The most stripped down version of a mint julep, says Christopher Evans of Bourbon on Rye in Lexington, Kentucky, involves a good handful of spearmint muddled at the bottom of the silver cup, then discarded so that just the oil is left. Fill your cup up with crushed ice, add three-quarter part simple syrup, and two parts of bourbon. The final touch is a mint sprig, smacked against your wrist three to four times to release the oils before garnishing the cup.
An alternative way to create the classic mint julep cocktail involves steeping spearmint leaves in the simple syrup then straining the mixture to create a mint simple syrup. When making juleps for a crowd (like on a race day at Lexington’s Keeneland track), this is the way to go.
Chef Newman Miller at Star Hill Provisions at Maker’s Mark Distillery in Loretto, Kentucky spices up his mint julep with Fernet-Branca liqueur and Amaro Zucca aperitif, balancing the majority Maker’s Mark Cask Strength bourbon for a delightful, complex twist on the classic mint profile. Miller also smacks his mint garnish to release the oils and suggests that the straw be placed in the middle of the garnish, “because you want most of the sensory experience of the mint over the taste,” he says.

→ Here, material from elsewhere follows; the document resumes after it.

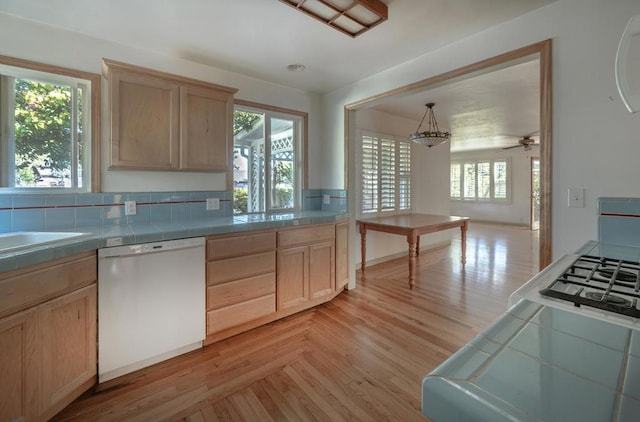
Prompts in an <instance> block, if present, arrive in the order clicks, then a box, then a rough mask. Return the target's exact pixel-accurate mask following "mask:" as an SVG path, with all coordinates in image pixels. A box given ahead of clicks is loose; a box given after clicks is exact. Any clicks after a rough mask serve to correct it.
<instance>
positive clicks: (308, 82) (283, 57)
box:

To shake up his classic, Evans from Bourbon on Rye adds in a half ounce of Cardamaro liqueur, a bar spoonful of Brennivín schnapps, 5-6 drops of lemon bitters, and a half ounce of mint simple syrup this time to two ounces of bourbon.
For an easy-drinking cocktail on Star Hill Provisions’ menu, Miller mixes up Ale-8-One soda (his batch includes 30 12-ounce cans), Maker’s Mark bourbon (two-liter’s worth), and simple syrup (a full quart). He combines all these ingredients together in a slushy machine and then adds fresh mint and a drop of high-quality mint extract to garnish. The result is an Derby Day drink that won’t leave you sloshed in the middle of the day.